Parameter	Description
hosts	Service endpoint obtained in Step 1.
authorization	Service token obtained in Step 1.

No input parameters required.

Output parameters:

Parameter	Type	Note
chat_history	List[List]	Conversation history.

Python code example for model inference:

import requests
import json

def post_get_history(url='http://127.0.0.1:7860', headers=None):
    r = requests.post(f'{url}/get_history', headers=headers, timeout=1500)
    data = r.content.decode('utf-8')
    return data


if __name__ == '__main__':
    # Replace <service_url> with the service URL
    hosts = '<service_url>'
    # Replace <token> with the service token
    head = {
        'Authorization': '<token>'
    }

    chat_history = json.loads(post_get_history(url=hosts, headers=head))['chat_history']
    print(chat_history)

Clear chat history

Clear chat history.

Replace the following parameters in the sample code:

Parameter	Description
hosts	Endpoint obtained in Step 1.
authorization	Service token obtained in Step 1.
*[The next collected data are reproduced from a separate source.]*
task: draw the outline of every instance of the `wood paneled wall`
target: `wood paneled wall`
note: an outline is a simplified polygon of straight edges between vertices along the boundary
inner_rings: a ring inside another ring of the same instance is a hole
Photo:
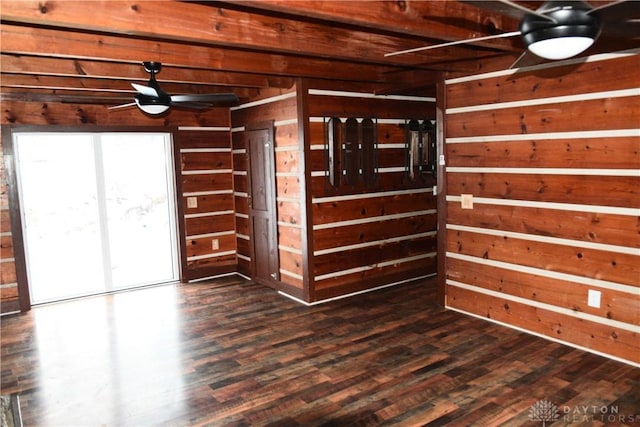
[[[283,93],[263,96],[231,109],[233,131],[234,198],[238,269],[251,275],[251,235],[249,226],[247,147],[244,132],[250,125],[272,122],[274,126],[276,204],[278,219],[278,256],[280,287],[303,298],[303,233],[300,204],[301,169],[299,158],[303,146],[298,138],[297,92],[294,86]],[[304,178],[302,178],[304,182]]]
[[[446,81],[448,307],[640,364],[639,68]]]
[[[320,90],[305,93],[311,180],[309,301],[320,301],[436,272],[435,178],[406,176],[405,125],[435,118],[435,100]],[[325,123],[371,118],[377,131],[374,185],[334,188]]]
[[[187,238],[180,245],[183,278],[234,271],[235,231],[233,223],[230,119],[228,109],[200,113],[172,110],[153,118],[137,109],[109,110],[105,106],[3,101],[1,124],[34,125],[43,131],[132,130],[172,132],[178,148],[176,174],[178,203],[184,215],[178,218]],[[5,133],[3,132],[3,135]],[[2,145],[4,147],[4,145]],[[14,230],[10,216],[17,209],[9,204],[5,176],[5,150],[0,162],[0,313],[19,310],[19,287],[13,253]],[[183,195],[180,191],[187,194]],[[197,208],[188,208],[187,197],[196,197]],[[230,213],[231,212],[231,213]],[[212,240],[218,240],[214,250]],[[17,247],[17,246],[16,246]]]
[[[230,131],[228,125],[182,127],[174,135],[180,156],[187,280],[236,270]]]

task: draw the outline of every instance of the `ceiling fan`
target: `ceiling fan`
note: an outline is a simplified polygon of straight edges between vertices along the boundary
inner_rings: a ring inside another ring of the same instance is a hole
[[[155,116],[166,112],[170,107],[206,110],[213,107],[229,107],[239,102],[234,93],[169,95],[162,90],[156,80],[156,74],[160,72],[162,64],[160,62],[145,61],[142,65],[145,71],[151,75],[147,86],[131,83],[131,86],[137,92],[134,96],[135,102],[116,105],[111,109],[137,105],[144,113]]]
[[[588,49],[601,33],[635,38],[640,35],[640,2],[621,0],[599,7],[585,1],[546,1],[536,10],[510,0],[461,0],[491,12],[520,19],[519,31],[473,39],[423,46],[391,52],[385,56],[402,55],[478,41],[522,36],[527,50],[511,68],[544,59],[571,58]],[[533,56],[533,58],[531,58]]]

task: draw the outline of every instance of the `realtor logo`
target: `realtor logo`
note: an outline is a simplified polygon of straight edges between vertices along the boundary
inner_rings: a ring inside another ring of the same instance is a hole
[[[542,421],[542,427],[546,427],[547,422],[554,422],[558,418],[560,418],[558,407],[548,400],[538,400],[529,408],[529,419]]]

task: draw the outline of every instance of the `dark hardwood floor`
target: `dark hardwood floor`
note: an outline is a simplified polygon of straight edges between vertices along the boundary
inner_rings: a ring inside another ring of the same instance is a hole
[[[640,425],[640,369],[430,288],[305,307],[231,276],[41,306],[1,320],[2,393],[26,426]]]

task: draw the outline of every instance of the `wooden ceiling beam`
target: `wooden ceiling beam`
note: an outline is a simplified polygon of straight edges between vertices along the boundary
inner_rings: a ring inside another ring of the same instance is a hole
[[[70,58],[25,55],[0,55],[0,71],[7,74],[31,74],[145,82],[149,74],[142,63],[101,62]],[[163,66],[160,82],[231,87],[291,87],[293,79],[272,79],[267,75]],[[277,85],[277,86],[276,86]]]
[[[387,73],[397,70],[391,66],[364,66],[329,59],[300,58],[8,24],[0,25],[0,38],[2,52],[13,55],[132,64],[158,61],[167,67],[209,68],[280,77],[388,83]]]
[[[451,42],[516,31],[518,21],[458,1],[318,1],[228,0],[221,7],[269,11],[288,16],[337,22],[373,32],[386,32]],[[430,43],[432,44],[432,43]],[[476,46],[515,52],[522,49],[513,39],[474,43]]]
[[[397,66],[439,61],[449,54],[438,49],[385,58],[385,53],[415,48],[426,41],[189,2],[3,0],[2,19],[7,23]],[[467,57],[476,55],[467,47],[451,51],[464,52]]]
[[[144,81],[139,83],[144,84]],[[224,93],[233,92],[240,98],[250,98],[257,95],[258,88],[229,88],[223,86],[202,85],[202,84],[178,84],[171,82],[160,82],[162,89],[170,94],[185,93]],[[46,91],[70,91],[70,92],[95,92],[103,94],[128,95],[133,98],[136,93],[130,82],[119,79],[96,79],[88,77],[58,77],[58,76],[38,76],[24,74],[3,74],[0,87]]]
No input parameters required.
Returns: success.

Python code example for model inference:

import requests
import json


def post_clear_history(url='http://127.0.0.1:7860', headers=None):
    r = requests.post(f'{url}/clear_history', headers=headers, timeout=1500)
    data = r.content.decode('utf-8')
    return data


if __name__ == '__main__':
    # Replace <service_url> with the service endpoint.
    hosts = '<service_url>'
    # Replace <token> with the service token.
    head = {
        'Authorization': '<token>'
    }
    clear_info = post_clear_history(url=hosts, headers=head)
    print(clear_info)